N’ayons pas peur des oxymores : ce Pelléas et Mélisande occupe un vide scénique qui peine à remplir ses ambitions minimalistes. Le parti pris de mise en espace d’Olivier Achard aurait pourtant dû s’avérer pertinent. Il l’est au moins dans l’intention. Vladimir Jankelevitch, fin connaisseur du compositeur, voyait un « drame stationnaire » dans cette montée en tension des amours contrariés. Face à ces deux notions contradictoires, toute la difficulté pour le metteur en scène consiste non seulement à sublimer l’arbitraire et l’opacité d’une destinée mortifère fondamentalement absurde qui se referme inexorablement sur elle-même, mais de les mettre physiquement en résonnance. La relative impasse de la mise en scène tient plus à la pauvreté préméditée des matériaux et à leur mise en œuvre, qui semblent frôler la plupart du temps l’inadéquation avec la tragédie, qu’au choix d’une épure radicale. Rien n’est véritablement convainquant, ni dans le plateau recouvert de draps blanc – la candeur d’un pur amour ? la virginité toujours recommencée des sentiments ? les promesses d’une inaccessible couche nuptiale qui toujours se dérobe ? –, ni dans un improbable empilement de chaises, unique élément vertical en quête d’une impossible ascension dont la symbolique laisse perplexe. On peut être tout aussi dubitatif confronté à l’omniprésence d’Yniold armé de son énigmatique lanterne magique, même si, pour ce dernier, on entrevoit dans la solitude désœuvrée qui l’occupe, l’incommunicabilité de l’enfance perdue parmi des adultes qui l’ignorent.
C’est l’implication autant vocale que tragédienne des protagonistes et leur puissance suggestive qui va reléguer heureusement au second plan ce désert immaculé où la métaphore s’épuise à faire sens. D’abord le Pelléas de Ronan Meyblum : sensible dans le timbre, sincère dans l’expression si particulière voulue par Debussy. Il nourrit une ligne de chant très flexible et convaincante, avec ce mélange d’enthousiasme propre à la candeur que procurent les amours de jeunesse et cet élan vital prêt à tout sacrifier à l’impossible. Il donne à son personnage la force d’un héros cornélien sans fourvoyer le rôle dans une théâtralité incongrue. Aux langueurs diaphanes de tant de Mélisande vues et revues mais qui s’évertuent en vain à incarner le personnage, Céline Laly préfère la séduction et la grâce d’un trouble amoureux assumé. Elle joue de cette suave ambiguïté féminine dans sa chair et ses sentiments plus qu’elle ne cède à l’hyperbole impressionniste. Son phrasé et la clarté liliale de son émission peuvent ainsi conserver à son soprano une discrète sensualité qui n’est en rien déplacée.

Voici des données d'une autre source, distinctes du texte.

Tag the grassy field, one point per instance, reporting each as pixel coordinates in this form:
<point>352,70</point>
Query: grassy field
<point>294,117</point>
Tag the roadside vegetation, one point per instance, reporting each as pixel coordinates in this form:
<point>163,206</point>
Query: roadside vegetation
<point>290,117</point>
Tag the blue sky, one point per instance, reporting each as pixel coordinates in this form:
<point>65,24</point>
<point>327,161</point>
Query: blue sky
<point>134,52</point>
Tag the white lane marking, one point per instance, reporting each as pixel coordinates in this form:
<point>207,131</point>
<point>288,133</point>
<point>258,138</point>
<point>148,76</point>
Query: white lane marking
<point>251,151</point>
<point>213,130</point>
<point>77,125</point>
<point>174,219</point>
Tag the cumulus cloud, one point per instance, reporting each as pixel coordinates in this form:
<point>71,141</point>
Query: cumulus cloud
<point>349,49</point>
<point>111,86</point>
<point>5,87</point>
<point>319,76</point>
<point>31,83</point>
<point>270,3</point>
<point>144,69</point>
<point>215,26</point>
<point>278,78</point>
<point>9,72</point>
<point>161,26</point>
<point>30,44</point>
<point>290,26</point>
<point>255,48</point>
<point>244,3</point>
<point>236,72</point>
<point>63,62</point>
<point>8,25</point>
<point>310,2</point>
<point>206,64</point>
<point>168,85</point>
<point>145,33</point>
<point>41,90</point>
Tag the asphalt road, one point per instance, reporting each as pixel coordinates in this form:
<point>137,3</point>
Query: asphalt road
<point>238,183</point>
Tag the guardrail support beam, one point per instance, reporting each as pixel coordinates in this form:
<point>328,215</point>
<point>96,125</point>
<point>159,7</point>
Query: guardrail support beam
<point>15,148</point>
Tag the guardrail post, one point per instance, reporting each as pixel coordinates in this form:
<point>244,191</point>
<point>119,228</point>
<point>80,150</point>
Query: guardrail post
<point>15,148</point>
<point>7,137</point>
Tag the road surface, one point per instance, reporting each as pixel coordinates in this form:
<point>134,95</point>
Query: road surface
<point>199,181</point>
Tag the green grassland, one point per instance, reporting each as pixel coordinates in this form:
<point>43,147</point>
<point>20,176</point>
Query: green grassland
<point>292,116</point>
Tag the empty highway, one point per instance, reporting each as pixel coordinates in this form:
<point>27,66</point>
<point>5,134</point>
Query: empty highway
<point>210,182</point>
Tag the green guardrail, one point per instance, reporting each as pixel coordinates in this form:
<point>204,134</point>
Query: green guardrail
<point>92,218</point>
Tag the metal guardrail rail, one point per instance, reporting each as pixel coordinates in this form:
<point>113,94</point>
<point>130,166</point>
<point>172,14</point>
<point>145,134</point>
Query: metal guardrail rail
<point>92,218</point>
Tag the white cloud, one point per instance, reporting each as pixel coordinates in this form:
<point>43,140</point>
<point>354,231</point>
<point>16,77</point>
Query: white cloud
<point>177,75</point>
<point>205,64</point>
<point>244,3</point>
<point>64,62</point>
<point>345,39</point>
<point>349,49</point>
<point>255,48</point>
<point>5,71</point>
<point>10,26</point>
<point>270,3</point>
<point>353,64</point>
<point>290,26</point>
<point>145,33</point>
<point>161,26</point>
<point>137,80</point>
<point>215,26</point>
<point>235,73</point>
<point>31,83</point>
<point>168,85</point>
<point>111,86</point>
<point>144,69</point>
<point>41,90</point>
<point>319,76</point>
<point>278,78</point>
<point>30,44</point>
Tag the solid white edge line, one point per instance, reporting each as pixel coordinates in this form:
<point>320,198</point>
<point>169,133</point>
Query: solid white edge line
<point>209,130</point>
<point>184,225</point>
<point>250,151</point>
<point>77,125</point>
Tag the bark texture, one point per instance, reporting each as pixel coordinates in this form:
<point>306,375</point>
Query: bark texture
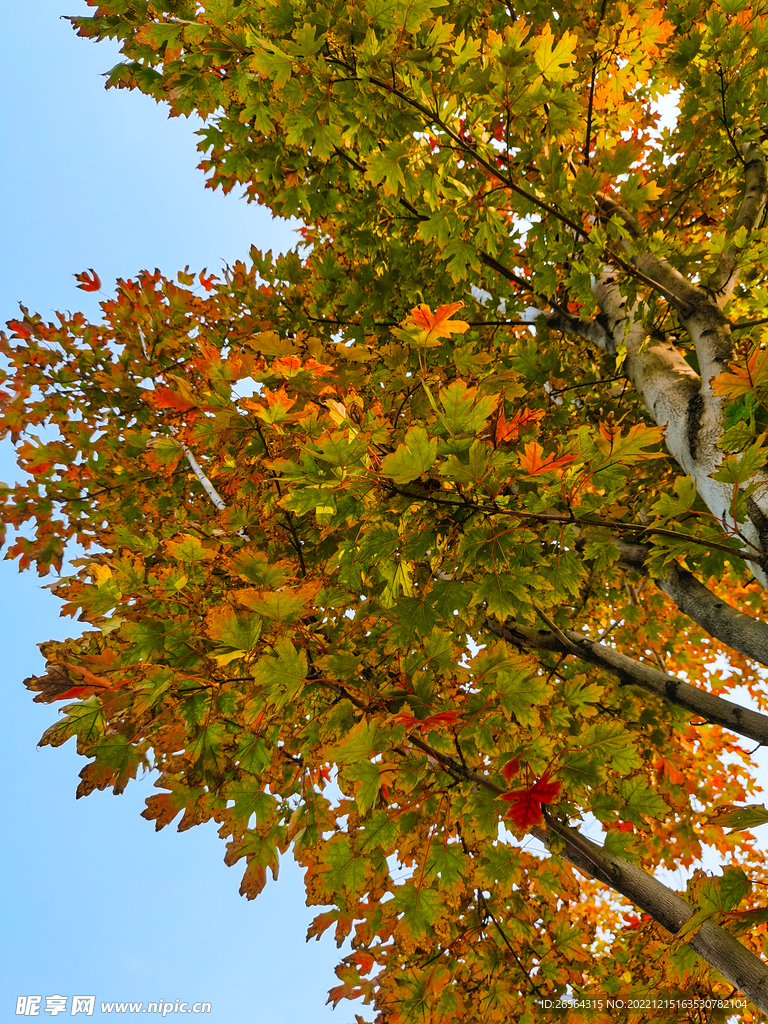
<point>742,721</point>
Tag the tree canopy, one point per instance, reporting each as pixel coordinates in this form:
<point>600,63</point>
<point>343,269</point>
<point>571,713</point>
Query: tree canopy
<point>428,550</point>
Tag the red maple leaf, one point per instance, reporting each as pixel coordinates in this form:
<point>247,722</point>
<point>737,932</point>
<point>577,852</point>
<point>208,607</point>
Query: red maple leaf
<point>525,804</point>
<point>89,281</point>
<point>19,331</point>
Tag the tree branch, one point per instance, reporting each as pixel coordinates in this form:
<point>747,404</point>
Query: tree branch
<point>685,295</point>
<point>719,948</point>
<point>733,628</point>
<point>744,970</point>
<point>750,214</point>
<point>715,710</point>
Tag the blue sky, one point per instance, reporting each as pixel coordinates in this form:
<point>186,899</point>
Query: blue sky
<point>94,902</point>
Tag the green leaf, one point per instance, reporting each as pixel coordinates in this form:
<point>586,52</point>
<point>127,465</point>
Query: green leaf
<point>411,459</point>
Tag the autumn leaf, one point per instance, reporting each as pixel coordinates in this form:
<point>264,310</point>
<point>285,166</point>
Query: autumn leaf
<point>525,804</point>
<point>89,281</point>
<point>510,430</point>
<point>743,379</point>
<point>739,818</point>
<point>632,445</point>
<point>18,329</point>
<point>431,327</point>
<point>534,464</point>
<point>411,459</point>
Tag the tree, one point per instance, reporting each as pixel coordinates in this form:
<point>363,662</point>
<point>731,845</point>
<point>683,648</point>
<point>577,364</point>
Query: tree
<point>479,553</point>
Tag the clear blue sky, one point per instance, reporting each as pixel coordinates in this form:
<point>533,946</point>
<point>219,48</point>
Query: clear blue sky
<point>94,902</point>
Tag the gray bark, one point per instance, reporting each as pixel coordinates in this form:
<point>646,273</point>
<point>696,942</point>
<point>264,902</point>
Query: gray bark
<point>716,710</point>
<point>735,629</point>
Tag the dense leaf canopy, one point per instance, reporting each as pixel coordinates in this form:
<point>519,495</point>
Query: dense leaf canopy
<point>428,550</point>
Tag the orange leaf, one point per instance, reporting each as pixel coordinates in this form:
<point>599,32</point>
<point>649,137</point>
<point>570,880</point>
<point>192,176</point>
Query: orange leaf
<point>534,464</point>
<point>525,804</point>
<point>207,283</point>
<point>440,720</point>
<point>89,281</point>
<point>511,769</point>
<point>743,379</point>
<point>437,325</point>
<point>511,431</point>
<point>19,331</point>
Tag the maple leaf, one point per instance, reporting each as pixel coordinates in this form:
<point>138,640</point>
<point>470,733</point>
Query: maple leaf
<point>433,326</point>
<point>631,446</point>
<point>510,430</point>
<point>89,281</point>
<point>743,379</point>
<point>532,463</point>
<point>525,804</point>
<point>19,331</point>
<point>442,720</point>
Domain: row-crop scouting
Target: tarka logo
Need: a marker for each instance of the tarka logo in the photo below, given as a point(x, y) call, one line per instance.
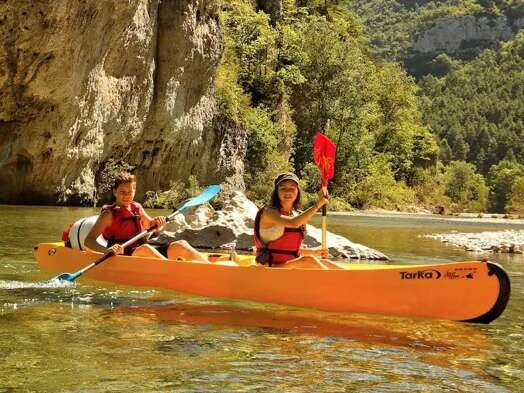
point(420, 275)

Toute la difficulté consistait ensuite à équilibrer le reste de la distribution sans trahir cette esthétique plus proche d’une recherche déclamatoire moins historiquement datée. Matthieu Lécroart, applaudi la saison dernière dans Hänsel et Gretel, était plus qu’à l’évidence l’homme de la situation : son Golaud, personnage plus complexe qu’il n’y paraît, tournait sans remord le dos au Barbe-Bleue où le fourvoient tant de baryton. Ses graves possèdent à l’envi la carrure du rôle mais sa diction nuancée et sa caractérisation en font avant tout un homme blessé, psychologiquement crédible, loin de la caricature du tyran rongé par la jalousie. Même travail intelligent de la part de Jean-Vincent Blot pour humaniser Arkel. Sa basse d’une belle qualité de grain possède l’autorité apaisante, la couleur et la profondeur du timbre en phase avec ses protagonistes. De même que l’on saluera sans réserve la performance vocale autant que théâtrale de Camille Slosse. Elle incarne idéalement la fraîcheur et la fragilité d’Yniold ce qui n’est pas un mince défi.
Enfin la direction d’Olivier Holt ! Le magnétisme d’une gestique ferme et d’une autorité bien comprise des instrumentistes dresse le subtil décor debussyste, d’une gravité énigmatique. Il en dénoue les évidences du mystère, sans en trahir la prégnance de la poétique. Holt conjugue à la sereine et tragique innocence de l’héroïne, la limpidité de sa vision orchestrale. On y perçoit toute la puissance évocatrice des images harmoniques : le poids des ténèbres, les murmures du soir, les bruissements de la forêt, la violence muette des non-dits des personnages. C’est-à-dire tout ce que l’imaginaire est seul capable de révéler à nos sens en éveil.